Semakin Aneh, Pernikahan tanpa seks(Sexless) Sangat Lazim di Korea Selatan, Jumlahnya Sampai 35%

tim langit 7 Senin, 21 Oktober 2024 - 21:23 WIB
Semakin Aneh, Pernikahan tanpa seks(Sexless) Sangat Lazim di Korea Selatan, Jumlahnya Sampai 35%
LANGIT7.ID-Seoul; Sejak kelahiran putrinya enam tahun lalu, gadis kecil yang berharga itu telah menjadi pusat perhatian Ibu Park Eun-jeong. Hal itu juga menandai dimulainya dinamika baru dalam pernikahannya – hubungan tanpa seks yang lebih mesra dengan suaminya.
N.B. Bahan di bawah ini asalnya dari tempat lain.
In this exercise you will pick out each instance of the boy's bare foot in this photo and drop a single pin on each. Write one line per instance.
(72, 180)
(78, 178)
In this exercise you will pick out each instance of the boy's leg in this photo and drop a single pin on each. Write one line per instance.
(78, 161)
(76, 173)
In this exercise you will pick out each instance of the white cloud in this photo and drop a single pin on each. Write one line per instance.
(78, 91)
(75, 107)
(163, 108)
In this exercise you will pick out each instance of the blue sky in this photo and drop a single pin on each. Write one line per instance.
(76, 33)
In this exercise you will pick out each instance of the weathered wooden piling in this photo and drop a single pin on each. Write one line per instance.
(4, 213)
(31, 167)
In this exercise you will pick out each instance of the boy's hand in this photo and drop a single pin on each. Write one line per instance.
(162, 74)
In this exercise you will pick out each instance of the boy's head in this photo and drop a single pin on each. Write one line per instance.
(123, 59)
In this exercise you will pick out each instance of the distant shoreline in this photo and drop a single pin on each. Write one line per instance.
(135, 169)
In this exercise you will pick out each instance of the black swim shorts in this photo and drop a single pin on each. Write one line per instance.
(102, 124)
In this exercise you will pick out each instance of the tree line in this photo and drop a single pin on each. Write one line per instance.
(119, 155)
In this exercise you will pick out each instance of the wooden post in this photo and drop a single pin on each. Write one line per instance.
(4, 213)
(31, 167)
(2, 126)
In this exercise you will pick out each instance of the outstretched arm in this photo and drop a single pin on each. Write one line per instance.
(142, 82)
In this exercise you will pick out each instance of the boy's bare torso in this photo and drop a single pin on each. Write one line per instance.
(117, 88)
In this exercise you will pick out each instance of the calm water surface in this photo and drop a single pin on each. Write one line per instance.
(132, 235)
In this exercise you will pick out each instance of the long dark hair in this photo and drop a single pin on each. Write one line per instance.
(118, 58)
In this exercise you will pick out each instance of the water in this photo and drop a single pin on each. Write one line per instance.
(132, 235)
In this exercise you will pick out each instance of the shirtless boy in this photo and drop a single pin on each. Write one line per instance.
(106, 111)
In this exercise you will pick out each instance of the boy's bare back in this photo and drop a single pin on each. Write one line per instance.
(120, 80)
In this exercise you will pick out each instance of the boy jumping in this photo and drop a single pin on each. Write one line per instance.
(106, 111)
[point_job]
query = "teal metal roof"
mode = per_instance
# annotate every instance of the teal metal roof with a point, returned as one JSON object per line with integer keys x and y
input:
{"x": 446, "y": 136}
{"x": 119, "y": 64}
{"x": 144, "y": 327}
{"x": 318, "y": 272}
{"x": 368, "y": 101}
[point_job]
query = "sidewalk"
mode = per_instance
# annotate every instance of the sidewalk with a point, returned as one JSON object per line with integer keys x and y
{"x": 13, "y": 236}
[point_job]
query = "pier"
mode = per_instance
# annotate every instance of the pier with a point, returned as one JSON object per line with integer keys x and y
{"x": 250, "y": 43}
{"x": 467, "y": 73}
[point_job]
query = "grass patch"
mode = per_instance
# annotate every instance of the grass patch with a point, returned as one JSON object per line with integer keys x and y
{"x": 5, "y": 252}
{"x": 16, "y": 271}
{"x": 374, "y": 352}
“(Setelah bayi itu lahir,) kami perlahan-lahan beralih ke hubungan tanpa seks(sexless). Saya lelah mengurus bayi dan mengerjakan pekerjaan rumah. Suami saya juga tampak kelelahan saat pulang. Dia juga tidak lagi memulainya,” kata Ibu Park, 43 tahun, yang tinggal di Seoul.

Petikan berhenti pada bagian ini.